Wednesday, October 1, 2014

Brotherhood and music: The three fraternities of the David L. Walters Department of Music

Note: This article was originally published in The Chanticleer, the student newspaper of Jacksonville State University, on Thursday, September 19, 2013. 

At Jacksonville State University, three fraternities focus on sharing music with the world with individual voices.
Sigma Alpha Iota is a professional international music fraternity for women.
“A lot of people call us a sorority, but we are actually a fraternity,” says SAI president Ellen Abney.
SAI was started by seven women at the University School of Music in Ann Arbor, Michigan, in 1903, but JSU’s chapter, Theta Beta, was chartered in 1993.
Everything that the fraternity does centers on the support and promotion of music. The Theta Beta chapter collects money for Music in our Schools Month, which is in March. Alumnae Christina Booker started the project two years ago. This past spring, SAI raised over $2,000 to donate to the music program at Pleasant Valley High School.
“You’ll see us carrying jars around campus in the spring, so save up some change for us, because we plan to donate to another music program this year!” Abney says. “Seeing faces when we can offer monetary assistance is an amazing feeling.”

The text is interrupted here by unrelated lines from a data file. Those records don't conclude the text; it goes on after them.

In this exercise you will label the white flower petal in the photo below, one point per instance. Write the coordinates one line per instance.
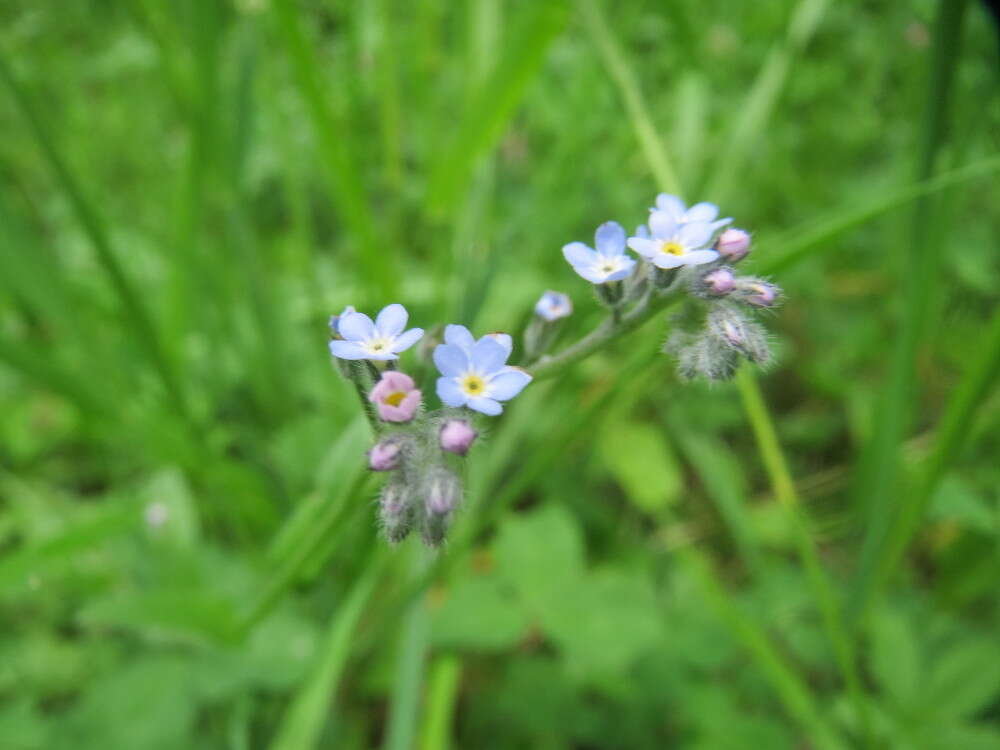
(488, 356)
(507, 384)
(356, 327)
(347, 350)
(451, 360)
(695, 236)
(392, 320)
(405, 340)
(487, 406)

Recently, SAI participated in a fundraiser for a student at White Plains who had earned a spot in a national honor band but didn’t have the money to go and participate.
“After donations from Southerners and the brothers of Phi Mu Alpha, the SAI sisters came together to finish raising money for him to go,” says Abney. “I had the honor and privilege of surprising him with the money at his school. He got choked up and was so excited that he was going to get to take his trip.”

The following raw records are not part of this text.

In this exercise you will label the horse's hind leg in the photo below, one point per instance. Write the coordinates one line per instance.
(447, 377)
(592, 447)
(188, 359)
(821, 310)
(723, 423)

Just like SAI is a fraternity exclusively for women, Phi Mu Alpha is a music fraternity exclusively for men.
“We try to promote the uplifting of mankind through music,” explains Phi Mu Alpha president Zack Davis.
The fraternity’s main philanthropy is the Mills Music Mission, in which the brothers sing for people in hospitals or nursing homes. JSU’s chapter, Epsilon Nu, visits Myrick Manor in Jacksonville at least once each semester. They are planning to sing there on October 6, which is the fraternity’s Founder’s Day.
“We are a social fraternity with professional ideals,” Davis says of Phi Mu Alpha, which is open to any type of musician. “I think that makes us different from most Greek organizations.”
Kappa Kappa Psi is a co-ed fraternity committed to service to JSU’s band program and is open exclusively to members of the school’s instrumental ensembles.
“All brothers of Kappa Kappa Psi have a common love for the band program and are willing to help out by doing anything and everything we can for a professor here in the music department,” explains KKY president Tim Chappell.
Because the musical ensembles themselves are the fraternity’s philanthropy, KKY gives water or goodie bags to the Marching Southerners, purchases music stands for the jazz bands, and
hosts cook-outs for Music Department faculty.
Chappell describes the David L. Walters Department of Music as “a department that has given so much to so many here at JSU.”
He adds, “The best part of being a member of KKY is the fact that I get to help out the band department with my closest friends and brothers while developing responsibility, loyalty, and leadership skills.”